Cette lenteur a donc son propre rythme. Comme en musique, les pauses, les reprises et les suspensions ne sont pas des interruptions du mouvement mais participent à sa forme. Un silence dans un échange philosophique peut être actif lorsqu’il laisse à quelqu’un le temps de regarder ce qu’il vient de dire, de mesurer une objection ou de chercher une formulation qui ne lui vient pas immédiatement.

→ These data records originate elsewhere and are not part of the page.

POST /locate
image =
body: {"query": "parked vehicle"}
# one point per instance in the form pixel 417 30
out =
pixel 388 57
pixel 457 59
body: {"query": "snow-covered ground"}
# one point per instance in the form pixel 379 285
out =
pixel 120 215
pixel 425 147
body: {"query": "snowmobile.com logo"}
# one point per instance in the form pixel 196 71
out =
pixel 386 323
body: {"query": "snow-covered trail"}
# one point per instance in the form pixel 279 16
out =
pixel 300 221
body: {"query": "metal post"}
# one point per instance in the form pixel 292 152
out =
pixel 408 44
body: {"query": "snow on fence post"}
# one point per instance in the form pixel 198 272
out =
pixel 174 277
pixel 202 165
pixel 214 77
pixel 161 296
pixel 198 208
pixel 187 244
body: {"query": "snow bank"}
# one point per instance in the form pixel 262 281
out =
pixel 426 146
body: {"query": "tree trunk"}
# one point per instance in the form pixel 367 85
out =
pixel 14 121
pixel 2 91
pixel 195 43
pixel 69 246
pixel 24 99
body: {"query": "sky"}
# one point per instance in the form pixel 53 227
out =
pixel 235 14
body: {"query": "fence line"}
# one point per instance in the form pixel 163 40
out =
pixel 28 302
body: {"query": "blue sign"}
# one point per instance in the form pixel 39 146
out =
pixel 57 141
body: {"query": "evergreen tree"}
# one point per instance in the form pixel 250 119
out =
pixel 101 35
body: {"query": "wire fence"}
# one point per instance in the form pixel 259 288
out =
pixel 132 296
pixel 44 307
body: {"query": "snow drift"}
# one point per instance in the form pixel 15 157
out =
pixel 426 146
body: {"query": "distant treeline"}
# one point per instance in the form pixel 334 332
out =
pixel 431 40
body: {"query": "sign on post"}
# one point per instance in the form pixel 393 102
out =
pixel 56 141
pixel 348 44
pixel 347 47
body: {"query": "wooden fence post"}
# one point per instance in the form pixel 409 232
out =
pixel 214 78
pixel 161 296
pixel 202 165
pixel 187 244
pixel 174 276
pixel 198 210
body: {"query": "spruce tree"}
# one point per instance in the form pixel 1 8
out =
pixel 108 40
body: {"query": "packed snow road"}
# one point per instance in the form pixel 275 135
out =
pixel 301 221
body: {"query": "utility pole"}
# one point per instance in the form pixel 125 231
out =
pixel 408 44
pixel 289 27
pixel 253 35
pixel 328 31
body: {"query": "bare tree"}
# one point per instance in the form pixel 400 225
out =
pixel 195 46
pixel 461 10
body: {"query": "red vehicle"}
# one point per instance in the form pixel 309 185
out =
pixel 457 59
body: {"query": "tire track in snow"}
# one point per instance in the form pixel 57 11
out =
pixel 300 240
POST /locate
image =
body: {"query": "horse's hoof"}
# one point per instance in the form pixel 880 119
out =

L’attention et la patience
La philosophe Simone Weil éclaire cette disposition à travers son concept de l’attention. Être attentif ne consiste pas à chercher fébrilement une réponse, mais à demeurer disponible devant ce qui résiste sans vouloir aussitôt le résoudre. Une telle attention demande de supporter un temps d’incertitude, de ne pas combler immédiatement le vide par une nouvelle explication et de laisser la pensée se transformer avant même de savoir ce qu’elle deviendra.
La patience philosophique n’est donc pas le simple fait de supporter la longueur. Elle consiste à accorder à cette activité le temps dont elle a besoin. On peut abandonner une formulation sans disposer immédiatement de celle qui la remplacera, hésiter sans considérer l’hésitation comme un échec, ou rester sur une question parce qu’elle continue à travailler la pensée. À l’inverse de la lenteur stérile, où le temps passe sans que rien ne se transforme, la lenteur féconde est habitée par une activité qui ne se mesure pas à la quantité de choses dites.
C’est probablement ce que notre goût pour la stimulation rend plus difficile à percevoir : nous pouvons croire qu’il ne se passe rien dès lors que rien de nouveau ne vient occuper notre attention. Or penser demande parfois exactement l’inverse, non pas multiplier les contenus, mais demeurer assez longtemps avec une idée pour qu’elle cesse d’être une stimulation parmi d’autres et devienne un objet de pensée.